With initial resistance! One of my former university professors, Hugh Macdonald, a great admirer of Alkan, introduced his music to me. He wrote the entry on the composer for the New Grove Dictionary of Music. When I was a student, he suggested I take a look at Alkan’s works, because I seemed to have the technique to tackle them. I did read through a few Alkan scores at that time, but did not really “get” the style. It all seemed to be sound and fury signifying nothing, or at least very little.

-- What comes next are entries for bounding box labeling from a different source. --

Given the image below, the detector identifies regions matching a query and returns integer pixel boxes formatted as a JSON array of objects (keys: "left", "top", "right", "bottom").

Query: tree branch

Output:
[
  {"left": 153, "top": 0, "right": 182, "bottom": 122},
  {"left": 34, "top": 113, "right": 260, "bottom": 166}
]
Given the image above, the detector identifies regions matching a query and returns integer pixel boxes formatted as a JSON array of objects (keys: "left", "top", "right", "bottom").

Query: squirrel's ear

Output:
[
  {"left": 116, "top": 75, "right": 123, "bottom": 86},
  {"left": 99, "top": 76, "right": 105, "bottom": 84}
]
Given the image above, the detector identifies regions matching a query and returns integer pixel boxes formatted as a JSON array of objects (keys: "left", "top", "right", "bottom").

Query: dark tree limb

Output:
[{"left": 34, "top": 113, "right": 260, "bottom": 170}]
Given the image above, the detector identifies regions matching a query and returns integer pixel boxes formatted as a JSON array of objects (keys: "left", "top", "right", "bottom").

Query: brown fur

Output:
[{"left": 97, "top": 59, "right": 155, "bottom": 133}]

But a few years later, I tried again, and took up the Aesop’s Feast variations (Le Festin d’Esope). Alkan’s quirkiness now began to make more sense to me. I started to see the meaning behind the thickets of notes, and began to explore more of his music. I subsequently learned the ludicrously named Sonatina (actually about as far from a sonatina as you can get — like calling Beethoven’s Ninth Symphony a divertimento.) and gingerly made my way to the Concerto for solo piano — that marathon of 19th century piano music.


Interestingly, he was one composer (just like Chopin and Medtner) for whom the piano was sine qua non. There was no piece he wrote which did not include the piano. 

That is more or less true. There is, however, the Monty Pythonesque Funeral March for a Dead Parrot, and a lost orchestral symphony, among one or two other “non keyboard” pieces. But basically you are right — Alkan’s imagination was almost always wedded to the piano, as was Chopin’s. This was typical of the “Parisian” pianist-composers of the era. Liszt, of course, attempted to break out of the strait jacket with his symphonic poems in the 1850s, but even he was accused of simply producing orchestrated “fantasias for piano”. That’s why he refused to publish solo piano arrangements of the symphonic poems under his own name, although he was perfectly happy to lend a helping hand to others who wished to do so.